Designing Surveys for Clustering

QML Textarea Control

Open-ended questions use the Textarea control in QML:

- id: q_feedback
  kind: Question
  title: "What could we improve?"
  input:
    control: Textarea
    placeholder: "Share your suggestions..."
    maxLength: 1000

Best Practices

  • Ask focused questions: "What do you like most?" produces more clusterable responses than "Any comments?"
  • Use multiple open-ended questions: Each targets a different aspect (likes, dislikes, use cases)
  • Set reasonable maxLength: 500-1000 characters encourages substantive responses
  • Combine with structured questions: Demographics and rating scales enable cross-tabulation with discovered themes
  • Plan for sample size: Aim for 30+ responses per open-ended question for meaningful clusters

Configuration Reference

Parameter Default Description
labeling_method "tfidf" Cluster labeling strategy: "tfidf" or "llm"
min_cluster_size 5 Minimum responses to form a cluster
similarity_threshold 0.65 Cosine similarity threshold for theme assignment
multi_label true Allow responses to match multiple themes

Tuning Tips

  • Low cluster count? Decrease min_cluster_size (try 3-4)
  • Too many small clusters? Increase min_cluster_size (try 8-10)
  • Responses assigned to too many themes?
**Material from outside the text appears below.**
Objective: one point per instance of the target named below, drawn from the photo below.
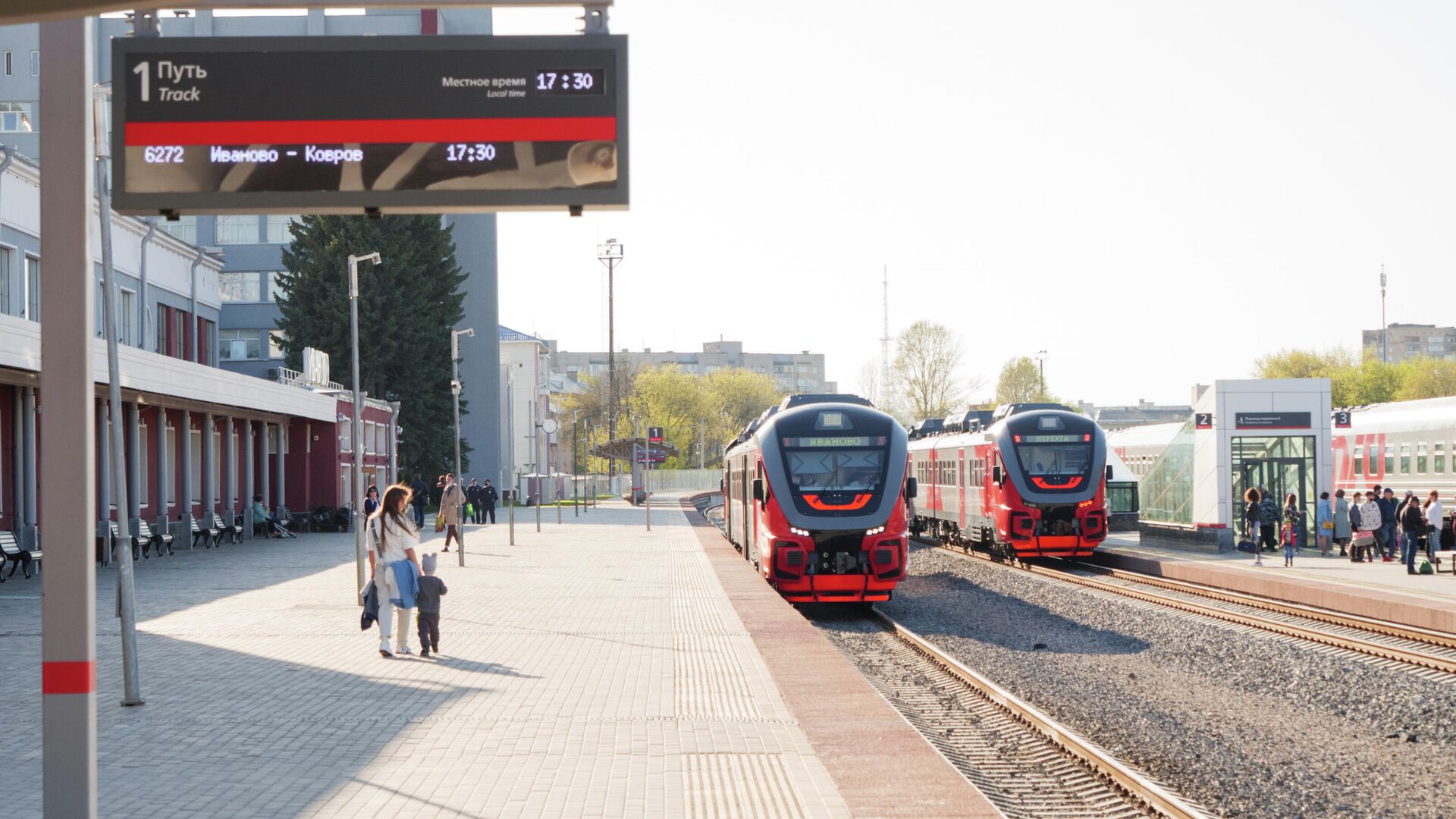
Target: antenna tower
(884, 346)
Increase similarity_threshold (try 0.75)
  • Most responses unclustered? Decrease similarity_threshold (try 0.50) or check if responses are too short/diverse

Troubleshooting

"No Textarea columns found" The dataset's source questionnaire has no Textarea controls. Use structured controls (Radio, Slider) for quantitative questions and Textarea for open-ended ones.
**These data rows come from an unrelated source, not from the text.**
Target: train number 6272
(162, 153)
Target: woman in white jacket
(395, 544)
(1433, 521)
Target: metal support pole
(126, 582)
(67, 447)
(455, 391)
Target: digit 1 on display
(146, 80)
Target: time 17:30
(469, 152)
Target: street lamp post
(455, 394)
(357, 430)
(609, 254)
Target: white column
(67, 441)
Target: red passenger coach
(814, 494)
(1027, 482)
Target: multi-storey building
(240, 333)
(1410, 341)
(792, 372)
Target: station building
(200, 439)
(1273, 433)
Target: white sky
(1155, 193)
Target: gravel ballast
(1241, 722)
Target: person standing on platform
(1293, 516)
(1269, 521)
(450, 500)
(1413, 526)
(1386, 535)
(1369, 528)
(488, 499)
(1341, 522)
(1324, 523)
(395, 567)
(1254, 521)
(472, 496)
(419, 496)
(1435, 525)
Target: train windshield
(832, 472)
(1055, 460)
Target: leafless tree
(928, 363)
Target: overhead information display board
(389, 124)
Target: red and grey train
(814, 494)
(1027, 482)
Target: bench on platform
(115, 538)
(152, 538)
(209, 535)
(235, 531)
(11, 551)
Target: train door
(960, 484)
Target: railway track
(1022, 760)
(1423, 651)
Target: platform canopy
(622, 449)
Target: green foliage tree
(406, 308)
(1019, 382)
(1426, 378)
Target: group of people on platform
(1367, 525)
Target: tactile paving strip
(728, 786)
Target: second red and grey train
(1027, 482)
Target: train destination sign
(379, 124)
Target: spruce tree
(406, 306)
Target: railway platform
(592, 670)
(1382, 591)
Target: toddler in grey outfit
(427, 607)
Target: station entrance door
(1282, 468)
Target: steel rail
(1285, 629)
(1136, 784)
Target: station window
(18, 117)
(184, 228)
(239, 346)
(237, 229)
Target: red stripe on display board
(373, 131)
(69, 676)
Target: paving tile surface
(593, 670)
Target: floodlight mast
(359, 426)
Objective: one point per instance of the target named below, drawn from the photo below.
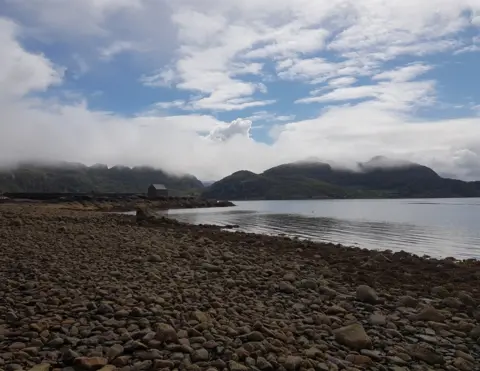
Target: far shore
(122, 202)
(94, 291)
Too few clusters discovered HDBSCAN requires sufficient density. Ensure at least 30 text responses and that the question elicits varied answers.

Embedding service unavailable The Ollama service with bge-m3 model must be running. Check service health on the monitoring dashboard.

LLM labeling fails If using labeling_method="llm", the inference model must be available. Fall back to "tfidf" which runs locally without external dependencies.